I confess that I am a devout fan of writer/director Kenneth Lonergan who makes a brief Hitchcokian appearance in this outstanding film. Seldom do we see a movie that summons such enormous and emotional empathy without devolving into a tearjerker, though you will not only cry but feel your heart stop beating during certain scenes. Having said this, I will add that there is also the requisite amount of humor, anger and unsettled family matters that characterize Lonergan’s work.

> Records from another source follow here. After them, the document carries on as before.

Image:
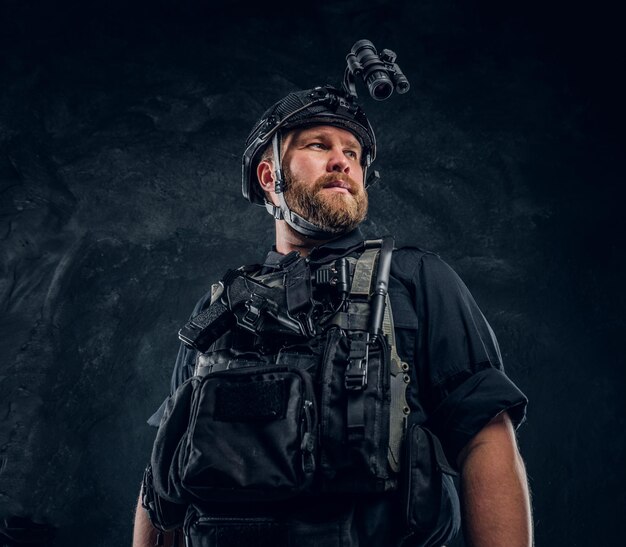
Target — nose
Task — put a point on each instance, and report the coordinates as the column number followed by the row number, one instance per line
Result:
column 337, row 162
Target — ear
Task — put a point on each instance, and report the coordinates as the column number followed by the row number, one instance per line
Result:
column 265, row 174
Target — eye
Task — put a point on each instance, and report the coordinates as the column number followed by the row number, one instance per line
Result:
column 317, row 145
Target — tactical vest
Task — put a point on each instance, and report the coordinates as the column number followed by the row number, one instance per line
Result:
column 298, row 393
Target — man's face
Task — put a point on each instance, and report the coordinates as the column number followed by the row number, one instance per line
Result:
column 324, row 177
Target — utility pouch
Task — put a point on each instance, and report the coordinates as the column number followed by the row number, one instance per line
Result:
column 354, row 424
column 259, row 529
column 163, row 514
column 430, row 498
column 251, row 435
column 232, row 531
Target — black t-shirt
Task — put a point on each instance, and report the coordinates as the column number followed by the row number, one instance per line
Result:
column 458, row 381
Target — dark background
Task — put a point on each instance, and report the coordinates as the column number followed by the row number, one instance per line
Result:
column 121, row 130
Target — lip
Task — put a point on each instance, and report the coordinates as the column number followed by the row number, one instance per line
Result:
column 338, row 186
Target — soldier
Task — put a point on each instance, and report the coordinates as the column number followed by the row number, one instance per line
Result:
column 335, row 389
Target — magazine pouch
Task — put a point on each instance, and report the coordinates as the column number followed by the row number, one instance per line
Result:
column 354, row 424
column 251, row 435
column 430, row 498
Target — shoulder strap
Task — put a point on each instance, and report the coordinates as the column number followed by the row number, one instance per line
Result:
column 399, row 381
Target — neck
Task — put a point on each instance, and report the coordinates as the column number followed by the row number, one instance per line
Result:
column 287, row 240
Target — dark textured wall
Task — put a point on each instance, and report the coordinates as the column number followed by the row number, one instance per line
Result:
column 121, row 131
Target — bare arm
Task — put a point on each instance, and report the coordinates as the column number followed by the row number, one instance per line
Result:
column 145, row 535
column 496, row 499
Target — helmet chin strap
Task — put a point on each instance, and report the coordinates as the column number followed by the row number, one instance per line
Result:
column 283, row 212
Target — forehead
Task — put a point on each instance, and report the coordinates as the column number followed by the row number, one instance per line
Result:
column 326, row 132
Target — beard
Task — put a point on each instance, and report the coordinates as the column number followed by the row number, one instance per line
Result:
column 333, row 212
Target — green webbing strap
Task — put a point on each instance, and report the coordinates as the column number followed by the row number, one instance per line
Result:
column 363, row 273
column 399, row 409
column 356, row 371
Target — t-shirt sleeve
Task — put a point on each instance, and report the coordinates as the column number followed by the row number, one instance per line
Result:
column 461, row 377
column 183, row 366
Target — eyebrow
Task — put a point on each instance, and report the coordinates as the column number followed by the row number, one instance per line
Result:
column 352, row 142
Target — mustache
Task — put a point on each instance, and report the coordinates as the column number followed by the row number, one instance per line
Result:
column 346, row 182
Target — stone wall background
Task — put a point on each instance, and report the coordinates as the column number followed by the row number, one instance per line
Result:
column 121, row 129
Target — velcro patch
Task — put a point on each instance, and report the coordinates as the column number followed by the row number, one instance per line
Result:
column 251, row 401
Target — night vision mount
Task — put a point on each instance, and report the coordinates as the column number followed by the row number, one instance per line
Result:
column 379, row 71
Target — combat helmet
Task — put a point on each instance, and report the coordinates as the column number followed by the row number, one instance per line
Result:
column 324, row 105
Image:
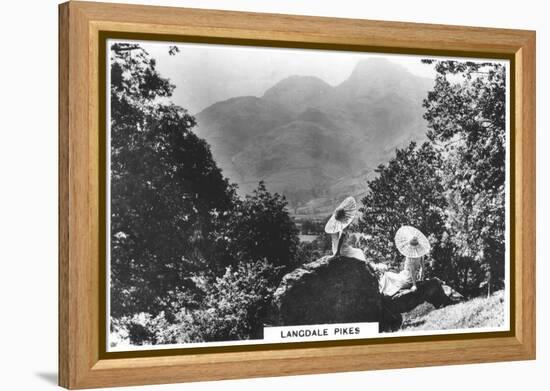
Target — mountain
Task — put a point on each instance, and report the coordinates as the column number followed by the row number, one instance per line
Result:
column 314, row 142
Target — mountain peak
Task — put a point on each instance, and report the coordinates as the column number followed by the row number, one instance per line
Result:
column 297, row 92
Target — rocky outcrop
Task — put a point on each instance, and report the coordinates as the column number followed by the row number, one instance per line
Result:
column 329, row 290
column 345, row 290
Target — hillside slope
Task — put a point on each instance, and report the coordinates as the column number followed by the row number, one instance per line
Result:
column 475, row 313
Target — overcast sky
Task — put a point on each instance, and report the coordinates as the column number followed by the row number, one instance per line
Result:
column 206, row 74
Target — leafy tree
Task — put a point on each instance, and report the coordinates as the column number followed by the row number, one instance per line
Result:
column 236, row 306
column 466, row 118
column 407, row 191
column 167, row 194
column 260, row 228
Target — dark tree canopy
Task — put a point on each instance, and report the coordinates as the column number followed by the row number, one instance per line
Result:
column 166, row 190
column 466, row 114
column 260, row 228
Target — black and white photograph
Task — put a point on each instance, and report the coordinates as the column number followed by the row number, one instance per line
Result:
column 260, row 195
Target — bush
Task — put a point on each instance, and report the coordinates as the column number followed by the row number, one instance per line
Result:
column 236, row 306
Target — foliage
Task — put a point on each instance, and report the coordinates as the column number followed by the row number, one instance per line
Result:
column 259, row 228
column 236, row 305
column 407, row 191
column 166, row 190
column 466, row 117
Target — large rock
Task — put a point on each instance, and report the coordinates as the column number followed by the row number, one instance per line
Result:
column 329, row 290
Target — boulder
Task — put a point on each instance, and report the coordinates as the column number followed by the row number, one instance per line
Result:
column 329, row 290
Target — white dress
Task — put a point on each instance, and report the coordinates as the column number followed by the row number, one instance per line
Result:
column 346, row 250
column 390, row 283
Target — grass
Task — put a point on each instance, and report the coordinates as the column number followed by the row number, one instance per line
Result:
column 478, row 312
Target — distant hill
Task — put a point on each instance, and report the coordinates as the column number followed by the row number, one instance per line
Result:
column 313, row 142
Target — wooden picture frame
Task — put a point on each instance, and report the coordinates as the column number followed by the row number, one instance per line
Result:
column 82, row 364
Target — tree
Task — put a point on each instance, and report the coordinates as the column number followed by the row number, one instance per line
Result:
column 167, row 194
column 260, row 228
column 466, row 118
column 407, row 191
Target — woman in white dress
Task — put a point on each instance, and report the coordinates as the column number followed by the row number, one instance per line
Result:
column 413, row 245
column 341, row 218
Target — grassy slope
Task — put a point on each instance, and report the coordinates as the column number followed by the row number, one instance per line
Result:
column 478, row 312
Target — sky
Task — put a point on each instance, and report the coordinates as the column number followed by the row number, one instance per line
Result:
column 205, row 74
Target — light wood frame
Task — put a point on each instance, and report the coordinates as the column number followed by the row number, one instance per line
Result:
column 81, row 364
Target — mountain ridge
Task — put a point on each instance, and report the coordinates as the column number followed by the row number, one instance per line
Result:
column 309, row 140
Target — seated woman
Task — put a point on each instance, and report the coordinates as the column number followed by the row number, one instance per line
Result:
column 413, row 245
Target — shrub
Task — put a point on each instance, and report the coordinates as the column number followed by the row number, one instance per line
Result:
column 236, row 305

Casey Affleck plays Lee, a divorced man at odds with himself and his world, who is summoned to assume guardianship of his teenage nephew after his brother’s sudden death. Through flashbacks we learn Lee’s backstory as well as that of the other principal characters - his ex-wife, his brother, his sister-in-law (the boy’s mother) and a close family friend. We also learn of a tragedy so immense that it has the effect of tilting the balance of the film after its revelation. This is unquestionably a dilemma for the viewer who will have as difficult a time moving on from the impact of this as Lee, a lonely and isolated man paralyzed by guilt and memory. It skews our ability to consider any of the other more current problems he is asked to face that pale in comparison. Structurally, the movie would have worked better without as shattering an event in the recent past but this movie is redeemed by its restrained acting, its wonderful inter-acting within the family and community and above all, Casey Affleck’s performance which allows you to feel what’s going on in his head without his batting an eye or uttering a word.
At a time when too many people are indulging in hysteria over an orderly election - not a coup d’etat or assassination - it’s particularly moving to see Affleck’s stoical determination to live up to his responsibilities as best he can. I recommend that grief-stricken students and disappointed voters leave their safe spaces and therapy dogs and see this movie instead. It will surely restore their perspective concerning life’s very real tragedies and help them to appreciate the essential things that make or break our private lives.